O ataque do líder socialista foi uma gota de água num oceano de defesas. A direita premiu por seu lado a tecla da integridade nacional até à exaustão, contra as tentativas de diálogo de Sánchez.

"A unidade de Espanha está em risco, devido ao Governo socialista de Pedro Sanchez", acusou Casado. "Aqueles que quiserem estilhaçar a Espanha têm em Sánchez o candidato favorito", ironizou.
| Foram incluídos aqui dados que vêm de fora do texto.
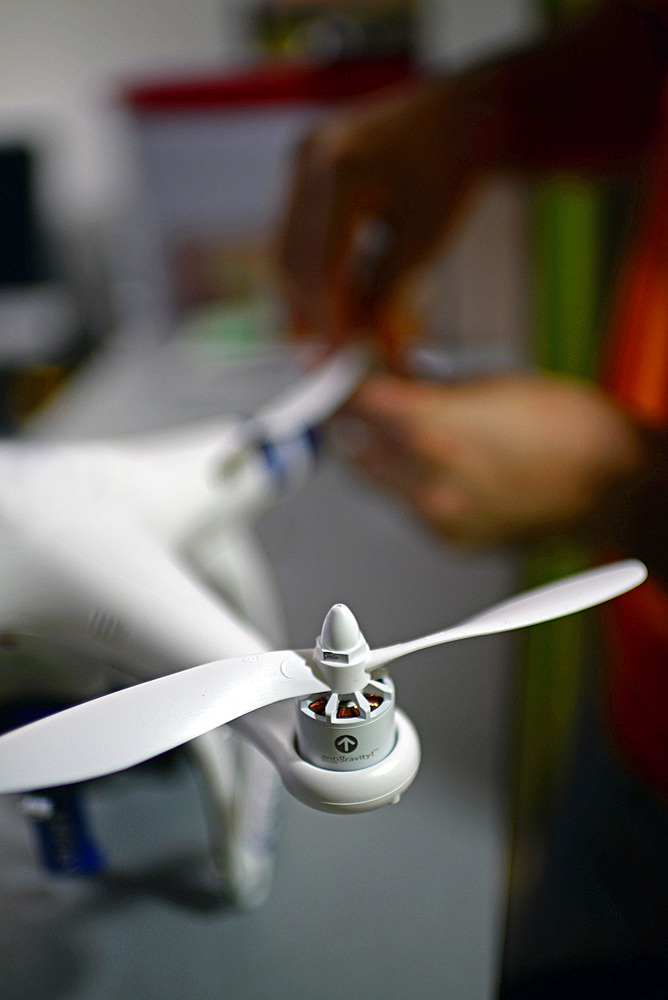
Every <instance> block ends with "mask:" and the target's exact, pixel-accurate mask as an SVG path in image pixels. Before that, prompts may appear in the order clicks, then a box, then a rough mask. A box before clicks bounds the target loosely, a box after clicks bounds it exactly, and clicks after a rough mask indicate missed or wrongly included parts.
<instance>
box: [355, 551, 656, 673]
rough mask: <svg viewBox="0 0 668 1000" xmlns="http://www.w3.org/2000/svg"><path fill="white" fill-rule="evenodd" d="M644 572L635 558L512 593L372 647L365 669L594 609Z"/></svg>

"Queremos que o futuro de Espanha fique nas mãos daqueles que pretendem liquidar a Espanha?", perguntou por seu lado Rivera, lembrando com fotos as reuniões entre Sánchez e o líder separatista catalão Quim Torra e questionando os indultos que o socialista poderá conceder aos líderes separatistas detidos, caso estes sejam condenados.

Encostado às cordas, o líder dos socialistas espanhóis defendeu-se com a divisão entre esquerda e direita, destacando a aposta socialista no diálogo como resposta à retórica nacionalista da direita, ao mesmo tempo que dizia ser contra a independência da região.

Acusado pelos rivais de mentir, propôs-lhes que usassem um "detetor de mentiras para saber se algum deles diz alguma verdade".
Todos dependentes
A receita da noite teve assim na independência catalã o ingrediente mais animador, que provocou tensões, acusações mútuas de mentiras, de incapacidade de combater a corrupção e de fuga à realidade, tudo misturado com farpas certeiras.

Ou seja, se o debate for exemplo, as escolhas dos eleitores serão ditadas pela emoção quanto ao separatismo versus unidade espanhola, mais do que questões políticas ou económicas. O escrutínio anuncia-se um dos mais fraturantes desde o regresso à democracia nos anos 70.

As sondagens preveem uma vitória socialista, mas sem número suficiente de deputados para maioria plena. Pelo contrário. Para governar, o PSOE deverá necessitar pelo menos do apoio do Podemos de Pablo Iglesias - a extrema esquerda anti-austeridade - e talvez até dos nacionalistas, incluindo catalães.

A direita terá ainda mais problemas em obter lugares suficientes para governar, mesmo que o PP e o Ciudadanos se unam.
Cenários imprevisíveis
O elevado número de indecisos - estimados em 40 por cento - leva à admissão de todos os cenários, até porque é impossível prever quantos eleitores - e deputados - irá arrebatar o nacionalista e extrema-direita, Vox - que não foi convidado para o debate apesar de ter irrompido com estrondo na vida política espanhola, o ano passado.

Do debate não surgiu, todavia, nenhuma perspetiva de coligação ou de geringonça, com Rivera a repetir que nunca se irá aliar ao PSOE para viabilizar um Governo socialista.

Também Iglésias, o mais inconsequente no plateau e que poderá usar os socialistas para chegar ao poder, não conseguiu o que mais pretendia, a saber, uma recusa clara de Sánchez quanto à ideia de aliança com o Ciudadanos.

Um novo debate está previsto para esta terça-feira, dando uma nova oportunidade aos quatro líderes para marcarem terreno antes de domingo.